The trip also provided the opportunity to meet with Sister Mary Frances Wangari Sebastian and YouFra member Steeven Kezamutima in the JPIC Franciscans Africa (JPICFA) office in Kenya. They promote lobbying and advocacy, peacebuilding and conflict resolution, building upon the trainings they have had with Franciscans International to engage people at a grassroots level. They have successfully advocated for the Mukuru slum in Nairobi to be recognized as a Special Planning Area by the national government. Every year since 2014 they have held an Interfaith Youth Forum for Peace and Environment. The 2019 forum on September 20-21 includes participation in the Fridays for Future worldwide climate strike initiated by Greta Thunberg, as well as the International Day of Peace. Steeven hopes this will connect with other Laudato Si Generation efforts around the world. He has also created a documentary about Fr. John Kaiser, an American priest who served in Kenya for decades and was assassinated for standing up against human rights abuses; and has partnered with the Capuchin Franciscans to create Capuchin TV episodes such as Earth in 2050, Green Talent Show and Birthday Tree Planting.
JPICFA used to receive funding from Misean Cara from Ireland; however, because there are no Irish missionaries in their region currently, Misean Cara has not renewed their funding.
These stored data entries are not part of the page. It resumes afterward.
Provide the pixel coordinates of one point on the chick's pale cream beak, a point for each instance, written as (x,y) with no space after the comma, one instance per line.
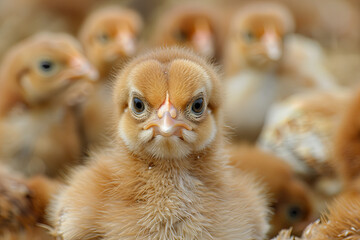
(167,125)
(79,68)
(272,44)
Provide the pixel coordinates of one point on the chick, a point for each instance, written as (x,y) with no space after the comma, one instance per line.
(265,63)
(301,130)
(40,77)
(347,142)
(256,37)
(22,205)
(191,25)
(341,221)
(291,199)
(109,36)
(165,175)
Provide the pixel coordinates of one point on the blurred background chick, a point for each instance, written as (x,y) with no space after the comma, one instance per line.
(193,25)
(291,199)
(110,37)
(40,79)
(312,126)
(23,202)
(265,62)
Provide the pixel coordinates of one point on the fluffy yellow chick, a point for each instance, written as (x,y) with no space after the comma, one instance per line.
(194,26)
(110,38)
(347,142)
(39,78)
(340,222)
(165,176)
(265,63)
(291,199)
(252,58)
(22,205)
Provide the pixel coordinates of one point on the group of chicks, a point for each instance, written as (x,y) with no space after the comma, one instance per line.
(102,137)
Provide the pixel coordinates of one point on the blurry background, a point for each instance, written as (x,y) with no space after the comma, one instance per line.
(334,23)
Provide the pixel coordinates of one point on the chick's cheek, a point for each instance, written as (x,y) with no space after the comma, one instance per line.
(206,133)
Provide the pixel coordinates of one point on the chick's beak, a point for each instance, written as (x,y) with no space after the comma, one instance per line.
(272,44)
(166,123)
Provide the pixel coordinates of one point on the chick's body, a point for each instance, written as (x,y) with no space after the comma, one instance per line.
(39,80)
(291,199)
(165,176)
(266,63)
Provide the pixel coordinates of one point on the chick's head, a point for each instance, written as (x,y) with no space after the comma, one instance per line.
(292,208)
(44,67)
(257,33)
(168,102)
(109,37)
(191,27)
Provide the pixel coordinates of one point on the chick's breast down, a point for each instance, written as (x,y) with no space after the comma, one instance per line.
(165,175)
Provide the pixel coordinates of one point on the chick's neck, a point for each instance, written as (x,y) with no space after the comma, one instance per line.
(206,165)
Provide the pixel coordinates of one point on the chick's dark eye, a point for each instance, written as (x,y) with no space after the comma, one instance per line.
(138,105)
(294,213)
(103,38)
(249,36)
(198,106)
(46,65)
(180,35)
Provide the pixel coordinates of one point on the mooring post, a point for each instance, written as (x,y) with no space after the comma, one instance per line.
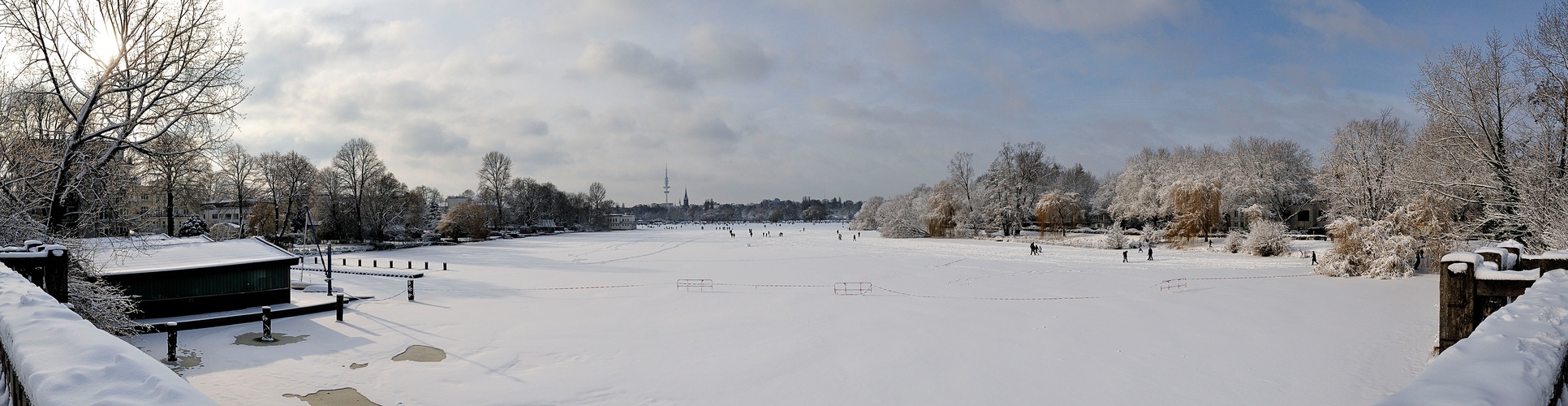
(174,339)
(1457,298)
(267,325)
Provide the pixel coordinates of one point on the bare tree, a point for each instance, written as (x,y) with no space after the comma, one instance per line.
(358,168)
(116,76)
(494,171)
(174,168)
(1475,101)
(291,180)
(237,173)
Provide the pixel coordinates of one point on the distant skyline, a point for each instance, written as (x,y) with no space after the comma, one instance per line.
(750,101)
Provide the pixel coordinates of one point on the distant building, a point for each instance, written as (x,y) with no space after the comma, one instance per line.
(622,222)
(1307,217)
(226,210)
(184,276)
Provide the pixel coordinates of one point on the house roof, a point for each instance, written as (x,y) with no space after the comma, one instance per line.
(187,256)
(101,244)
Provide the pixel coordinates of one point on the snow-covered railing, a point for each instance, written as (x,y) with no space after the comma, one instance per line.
(50,356)
(1473,286)
(1514,358)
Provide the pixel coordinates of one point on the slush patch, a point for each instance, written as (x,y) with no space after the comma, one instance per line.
(422,353)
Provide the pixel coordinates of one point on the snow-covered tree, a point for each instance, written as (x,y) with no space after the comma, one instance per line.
(1233,242)
(1152,235)
(1368,248)
(1360,175)
(1269,173)
(866,218)
(1266,239)
(1059,209)
(1115,237)
(1197,207)
(902,217)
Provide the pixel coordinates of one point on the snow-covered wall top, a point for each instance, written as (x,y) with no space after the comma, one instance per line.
(1512,358)
(1462,256)
(63,360)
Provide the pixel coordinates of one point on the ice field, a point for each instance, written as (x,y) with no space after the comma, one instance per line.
(773,331)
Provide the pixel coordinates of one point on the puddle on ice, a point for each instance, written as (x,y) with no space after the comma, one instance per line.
(256,339)
(334,397)
(422,353)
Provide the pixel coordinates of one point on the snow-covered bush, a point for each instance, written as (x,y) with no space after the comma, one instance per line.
(1115,237)
(1368,248)
(1266,239)
(1152,235)
(1233,242)
(866,220)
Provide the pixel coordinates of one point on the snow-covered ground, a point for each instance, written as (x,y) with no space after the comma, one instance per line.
(1264,340)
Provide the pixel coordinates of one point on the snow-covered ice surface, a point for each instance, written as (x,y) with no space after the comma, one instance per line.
(1268,340)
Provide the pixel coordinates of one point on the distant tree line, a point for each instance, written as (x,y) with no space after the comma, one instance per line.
(504,201)
(772,210)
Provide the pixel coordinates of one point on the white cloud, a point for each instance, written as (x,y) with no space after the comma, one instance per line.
(1347,19)
(728,55)
(1096,16)
(635,62)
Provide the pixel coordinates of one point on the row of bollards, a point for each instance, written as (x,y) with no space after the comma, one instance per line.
(377,264)
(267,325)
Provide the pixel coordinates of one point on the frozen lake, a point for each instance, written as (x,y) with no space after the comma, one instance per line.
(991,339)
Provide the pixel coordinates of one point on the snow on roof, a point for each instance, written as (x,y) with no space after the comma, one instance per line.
(1554,254)
(1462,256)
(99,244)
(188,256)
(1492,249)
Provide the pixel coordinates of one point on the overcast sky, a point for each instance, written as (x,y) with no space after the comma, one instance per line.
(819,97)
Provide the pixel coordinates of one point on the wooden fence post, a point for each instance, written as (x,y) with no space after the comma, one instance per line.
(174,339)
(1457,303)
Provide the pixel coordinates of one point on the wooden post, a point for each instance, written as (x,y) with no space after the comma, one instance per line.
(1455,303)
(174,339)
(57,270)
(267,325)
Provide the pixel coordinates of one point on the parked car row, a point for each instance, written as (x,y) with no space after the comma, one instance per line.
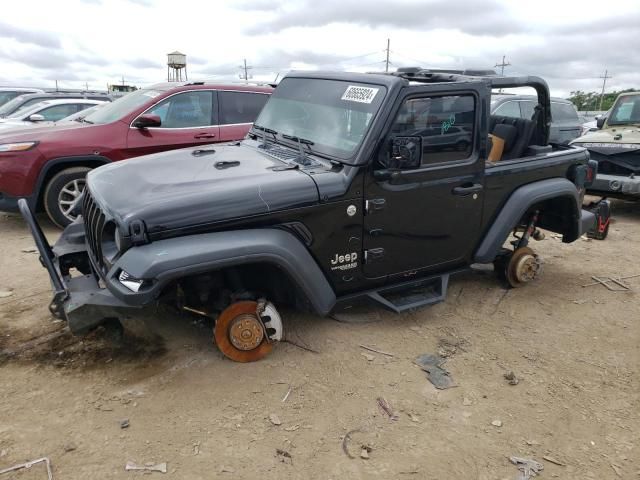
(48,164)
(48,111)
(26,100)
(615,144)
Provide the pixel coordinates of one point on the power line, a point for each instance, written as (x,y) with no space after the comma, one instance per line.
(245,76)
(386,67)
(502,65)
(604,82)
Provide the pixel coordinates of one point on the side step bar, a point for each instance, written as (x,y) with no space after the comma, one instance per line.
(397,298)
(417,294)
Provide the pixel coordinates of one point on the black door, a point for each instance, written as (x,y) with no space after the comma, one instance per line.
(426,215)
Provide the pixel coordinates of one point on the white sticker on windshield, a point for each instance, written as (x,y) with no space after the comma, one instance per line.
(359,94)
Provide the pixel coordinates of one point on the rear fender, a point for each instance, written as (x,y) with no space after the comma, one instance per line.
(521,200)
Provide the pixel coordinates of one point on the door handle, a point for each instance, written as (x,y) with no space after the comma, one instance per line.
(467,189)
(204,135)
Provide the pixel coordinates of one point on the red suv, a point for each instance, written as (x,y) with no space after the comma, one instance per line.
(48,165)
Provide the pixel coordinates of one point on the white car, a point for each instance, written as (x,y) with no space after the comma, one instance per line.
(46,112)
(9,93)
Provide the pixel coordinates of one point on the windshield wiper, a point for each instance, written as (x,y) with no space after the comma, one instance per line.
(301,141)
(297,139)
(264,137)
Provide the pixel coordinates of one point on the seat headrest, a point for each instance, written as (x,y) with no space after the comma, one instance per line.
(506,132)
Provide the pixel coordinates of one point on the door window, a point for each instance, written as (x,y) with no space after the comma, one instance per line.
(185,110)
(509,109)
(240,107)
(563,113)
(446,125)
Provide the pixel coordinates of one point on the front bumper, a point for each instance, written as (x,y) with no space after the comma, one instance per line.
(80,300)
(616,184)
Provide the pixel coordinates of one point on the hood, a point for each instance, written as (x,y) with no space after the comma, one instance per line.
(611,140)
(194,186)
(10,124)
(619,146)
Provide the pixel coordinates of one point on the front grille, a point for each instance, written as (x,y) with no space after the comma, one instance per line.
(93,226)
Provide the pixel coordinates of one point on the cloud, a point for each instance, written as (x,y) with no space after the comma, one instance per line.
(143,63)
(479,17)
(42,39)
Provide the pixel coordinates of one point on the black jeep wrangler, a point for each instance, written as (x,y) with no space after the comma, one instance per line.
(348,187)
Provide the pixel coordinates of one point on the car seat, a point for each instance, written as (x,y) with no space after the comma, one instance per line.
(520,135)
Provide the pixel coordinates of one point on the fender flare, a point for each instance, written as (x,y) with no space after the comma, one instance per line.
(71,161)
(516,206)
(166,260)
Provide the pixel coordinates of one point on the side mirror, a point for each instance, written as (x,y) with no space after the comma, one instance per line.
(147,121)
(406,153)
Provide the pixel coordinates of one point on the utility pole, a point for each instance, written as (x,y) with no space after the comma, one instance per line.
(604,82)
(245,68)
(386,68)
(502,65)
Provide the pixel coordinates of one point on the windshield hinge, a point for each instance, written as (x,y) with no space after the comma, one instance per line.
(373,205)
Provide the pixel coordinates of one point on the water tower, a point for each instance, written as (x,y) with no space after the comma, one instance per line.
(176,61)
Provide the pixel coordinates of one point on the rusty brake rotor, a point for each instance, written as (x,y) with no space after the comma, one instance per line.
(240,334)
(524,266)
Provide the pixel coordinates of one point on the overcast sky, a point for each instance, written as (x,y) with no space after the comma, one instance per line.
(569,43)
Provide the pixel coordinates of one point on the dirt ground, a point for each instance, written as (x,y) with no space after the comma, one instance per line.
(575,351)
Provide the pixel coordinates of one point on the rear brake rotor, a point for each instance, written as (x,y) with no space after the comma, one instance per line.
(240,334)
(524,267)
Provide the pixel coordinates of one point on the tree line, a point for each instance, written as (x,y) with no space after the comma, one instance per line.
(585,101)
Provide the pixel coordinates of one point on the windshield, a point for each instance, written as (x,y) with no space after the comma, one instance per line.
(122,106)
(82,113)
(11,105)
(329,115)
(6,96)
(27,110)
(625,111)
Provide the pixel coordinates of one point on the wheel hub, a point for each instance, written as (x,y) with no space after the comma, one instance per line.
(240,333)
(524,267)
(68,196)
(527,268)
(246,332)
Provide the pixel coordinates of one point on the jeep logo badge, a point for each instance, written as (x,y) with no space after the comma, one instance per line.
(344,262)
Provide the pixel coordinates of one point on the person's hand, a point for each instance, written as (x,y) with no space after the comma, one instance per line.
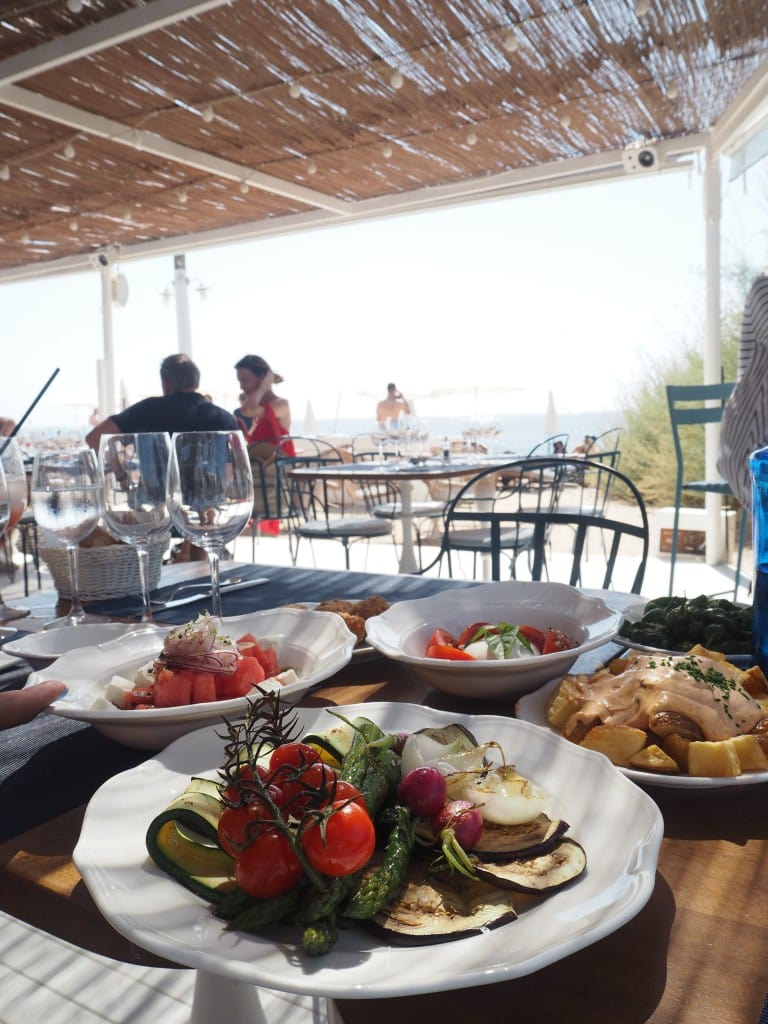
(18,707)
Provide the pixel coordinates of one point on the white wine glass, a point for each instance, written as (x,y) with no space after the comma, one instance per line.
(210,493)
(15,481)
(135,471)
(68,498)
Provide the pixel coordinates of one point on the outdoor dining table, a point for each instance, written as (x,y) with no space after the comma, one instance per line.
(694,953)
(403,474)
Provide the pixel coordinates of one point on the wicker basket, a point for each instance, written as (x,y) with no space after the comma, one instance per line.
(104,572)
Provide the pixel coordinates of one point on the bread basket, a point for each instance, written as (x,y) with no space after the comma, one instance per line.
(105,572)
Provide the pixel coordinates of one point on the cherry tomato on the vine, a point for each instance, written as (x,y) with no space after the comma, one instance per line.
(239,825)
(348,843)
(268,866)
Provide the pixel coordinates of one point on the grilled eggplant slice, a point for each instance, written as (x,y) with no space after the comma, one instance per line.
(545,873)
(527,840)
(438,909)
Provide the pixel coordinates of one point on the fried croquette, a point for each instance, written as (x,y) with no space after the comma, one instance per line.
(369,606)
(354,624)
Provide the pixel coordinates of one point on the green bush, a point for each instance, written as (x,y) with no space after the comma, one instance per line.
(647,449)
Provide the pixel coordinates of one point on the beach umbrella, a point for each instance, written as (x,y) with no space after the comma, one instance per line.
(310,424)
(551,423)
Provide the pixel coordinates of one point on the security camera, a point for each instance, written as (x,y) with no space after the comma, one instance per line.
(98,260)
(640,158)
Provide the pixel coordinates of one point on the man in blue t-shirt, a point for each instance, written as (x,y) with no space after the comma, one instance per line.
(180,408)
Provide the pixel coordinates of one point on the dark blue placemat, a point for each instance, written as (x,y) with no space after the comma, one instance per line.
(288,586)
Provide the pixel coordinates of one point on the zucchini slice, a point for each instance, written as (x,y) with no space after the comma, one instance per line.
(182,841)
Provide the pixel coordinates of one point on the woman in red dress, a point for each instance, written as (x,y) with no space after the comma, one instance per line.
(264,418)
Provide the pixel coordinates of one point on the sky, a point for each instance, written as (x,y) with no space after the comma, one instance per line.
(572,291)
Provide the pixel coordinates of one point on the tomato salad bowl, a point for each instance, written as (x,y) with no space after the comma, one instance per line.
(403,633)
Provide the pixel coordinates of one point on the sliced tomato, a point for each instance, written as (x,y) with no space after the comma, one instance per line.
(468,633)
(441,638)
(204,687)
(140,696)
(173,689)
(556,640)
(536,636)
(449,653)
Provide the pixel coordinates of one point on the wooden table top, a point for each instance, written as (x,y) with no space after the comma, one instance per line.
(695,953)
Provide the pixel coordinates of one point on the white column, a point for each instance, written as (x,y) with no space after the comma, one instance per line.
(713,357)
(181,289)
(108,406)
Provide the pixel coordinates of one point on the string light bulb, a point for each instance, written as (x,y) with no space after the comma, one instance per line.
(511,42)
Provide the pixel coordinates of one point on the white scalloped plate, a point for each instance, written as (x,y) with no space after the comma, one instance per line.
(621,833)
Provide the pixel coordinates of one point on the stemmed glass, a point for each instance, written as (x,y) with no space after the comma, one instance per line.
(15,480)
(380,437)
(210,493)
(135,469)
(68,497)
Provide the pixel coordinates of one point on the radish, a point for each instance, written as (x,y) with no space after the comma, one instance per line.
(459,826)
(423,792)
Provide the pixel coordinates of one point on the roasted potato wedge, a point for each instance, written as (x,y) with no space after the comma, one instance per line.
(652,758)
(716,758)
(617,742)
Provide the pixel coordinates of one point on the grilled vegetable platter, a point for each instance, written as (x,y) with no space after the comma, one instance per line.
(422,837)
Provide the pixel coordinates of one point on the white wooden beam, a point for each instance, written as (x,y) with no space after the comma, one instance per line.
(93,124)
(100,35)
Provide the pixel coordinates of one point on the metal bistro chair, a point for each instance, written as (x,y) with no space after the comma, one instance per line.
(483,516)
(317,509)
(696,404)
(518,525)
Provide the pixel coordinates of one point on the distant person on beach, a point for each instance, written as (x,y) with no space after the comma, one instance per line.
(391,407)
(179,408)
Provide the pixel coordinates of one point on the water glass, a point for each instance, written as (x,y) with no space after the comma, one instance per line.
(135,470)
(68,498)
(15,479)
(210,493)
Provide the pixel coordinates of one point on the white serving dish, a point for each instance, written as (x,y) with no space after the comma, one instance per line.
(402,632)
(316,644)
(532,709)
(50,644)
(621,833)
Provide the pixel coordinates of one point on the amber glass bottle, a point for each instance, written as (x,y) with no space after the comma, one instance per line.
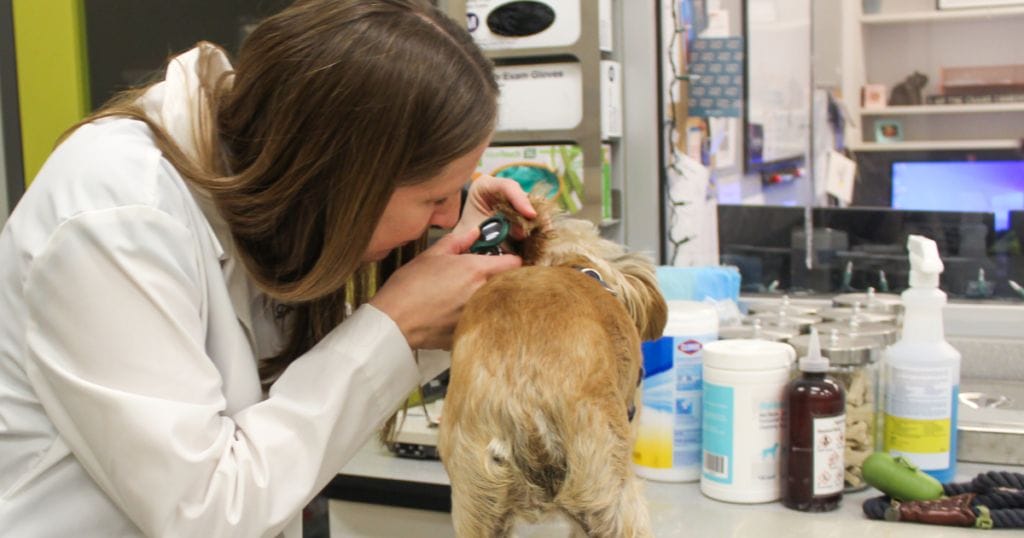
(814,437)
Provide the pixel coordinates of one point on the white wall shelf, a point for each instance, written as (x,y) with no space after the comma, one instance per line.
(939,16)
(944,109)
(937,145)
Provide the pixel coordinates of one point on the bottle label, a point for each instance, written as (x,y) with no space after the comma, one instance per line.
(741,433)
(829,443)
(919,410)
(669,432)
(718,413)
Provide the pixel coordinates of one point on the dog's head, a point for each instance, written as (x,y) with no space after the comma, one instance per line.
(555,239)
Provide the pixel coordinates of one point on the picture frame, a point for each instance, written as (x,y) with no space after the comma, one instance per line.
(872,96)
(968,4)
(888,131)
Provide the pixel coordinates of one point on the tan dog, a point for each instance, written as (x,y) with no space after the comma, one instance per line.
(545,374)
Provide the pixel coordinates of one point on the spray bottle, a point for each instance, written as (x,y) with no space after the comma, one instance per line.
(814,438)
(922,373)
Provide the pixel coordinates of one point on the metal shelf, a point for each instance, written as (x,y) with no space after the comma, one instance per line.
(587,50)
(940,15)
(944,109)
(937,145)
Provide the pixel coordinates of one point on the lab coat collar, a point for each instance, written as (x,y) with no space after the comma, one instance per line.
(176,104)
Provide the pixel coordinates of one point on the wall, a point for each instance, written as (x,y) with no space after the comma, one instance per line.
(4,210)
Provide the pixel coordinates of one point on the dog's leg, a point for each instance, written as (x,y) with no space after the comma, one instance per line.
(601,492)
(480,497)
(474,515)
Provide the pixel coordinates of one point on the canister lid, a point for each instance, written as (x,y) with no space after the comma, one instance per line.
(687,317)
(745,355)
(782,305)
(871,301)
(757,331)
(857,314)
(884,333)
(841,349)
(774,319)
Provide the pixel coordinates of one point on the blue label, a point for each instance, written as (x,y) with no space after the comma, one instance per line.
(673,384)
(717,433)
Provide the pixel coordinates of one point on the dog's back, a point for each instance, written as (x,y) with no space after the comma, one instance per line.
(544,372)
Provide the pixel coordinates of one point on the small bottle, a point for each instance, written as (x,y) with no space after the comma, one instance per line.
(814,437)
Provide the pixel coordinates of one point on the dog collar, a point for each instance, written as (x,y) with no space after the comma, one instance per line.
(594,274)
(631,410)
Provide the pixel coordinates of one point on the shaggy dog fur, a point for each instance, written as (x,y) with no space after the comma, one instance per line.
(545,370)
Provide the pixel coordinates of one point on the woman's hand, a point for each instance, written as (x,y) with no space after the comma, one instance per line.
(425,296)
(484,193)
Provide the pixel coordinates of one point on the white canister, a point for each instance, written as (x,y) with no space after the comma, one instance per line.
(743,386)
(668,446)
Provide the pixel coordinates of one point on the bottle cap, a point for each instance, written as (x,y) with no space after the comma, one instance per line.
(814,362)
(925,261)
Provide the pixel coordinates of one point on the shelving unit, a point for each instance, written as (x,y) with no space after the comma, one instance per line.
(944,109)
(938,145)
(941,16)
(913,35)
(587,134)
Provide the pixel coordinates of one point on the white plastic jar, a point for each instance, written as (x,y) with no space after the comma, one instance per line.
(668,446)
(742,413)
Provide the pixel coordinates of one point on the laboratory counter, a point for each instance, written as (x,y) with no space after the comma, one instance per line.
(380,495)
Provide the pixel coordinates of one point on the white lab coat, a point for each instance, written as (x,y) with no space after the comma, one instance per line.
(129,398)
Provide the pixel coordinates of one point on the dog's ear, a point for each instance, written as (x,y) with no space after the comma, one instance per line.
(641,295)
(536,231)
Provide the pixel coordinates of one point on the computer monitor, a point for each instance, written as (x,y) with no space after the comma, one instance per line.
(995,187)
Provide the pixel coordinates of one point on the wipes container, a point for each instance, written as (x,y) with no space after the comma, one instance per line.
(743,385)
(668,446)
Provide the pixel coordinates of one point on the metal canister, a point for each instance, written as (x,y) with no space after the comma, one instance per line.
(756,331)
(782,319)
(852,361)
(884,333)
(782,305)
(871,301)
(856,314)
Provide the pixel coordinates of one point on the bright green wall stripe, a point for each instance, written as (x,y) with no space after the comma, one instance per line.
(52,77)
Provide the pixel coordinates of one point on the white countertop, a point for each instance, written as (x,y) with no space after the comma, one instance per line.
(676,509)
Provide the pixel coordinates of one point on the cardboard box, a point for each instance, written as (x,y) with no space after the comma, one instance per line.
(611,99)
(542,96)
(549,96)
(559,167)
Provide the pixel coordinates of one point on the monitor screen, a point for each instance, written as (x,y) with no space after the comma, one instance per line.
(995,187)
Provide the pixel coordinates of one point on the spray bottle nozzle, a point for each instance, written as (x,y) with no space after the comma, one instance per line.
(925,261)
(814,362)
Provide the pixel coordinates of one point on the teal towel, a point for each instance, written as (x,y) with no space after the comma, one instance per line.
(718,283)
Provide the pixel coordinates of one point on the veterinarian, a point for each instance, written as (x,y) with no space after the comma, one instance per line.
(176,358)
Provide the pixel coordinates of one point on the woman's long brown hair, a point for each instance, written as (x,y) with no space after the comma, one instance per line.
(332,105)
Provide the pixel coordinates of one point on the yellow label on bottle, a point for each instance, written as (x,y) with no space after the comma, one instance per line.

I believe their efforts should be funded in Nairobi and that we should find a way to bring this work elsewhere, including the United States.
The JPICFA efforts, as well as the overall lessons from the Laudato Si Generation conference, provide examples of how the rest of us can better link the elements of JPIC, Formation, Youth and Young Adults, and Ecumenical-Interfaith Relations. My hope is that these stories from Africa may inspire us to find new ways to integrate these efforts more strongly together, to form and engage more youth & young adults and all people to work on JPIC issues together, through ecumenical-interfaith relationship-building and collaboration.
Support for the conference was provided by the Catholic Climate Covenant and Partnerships for Change. The Holy See mission in Nairobi, led by the Apostolic Nuncio, was also a valuable contributor to the conference.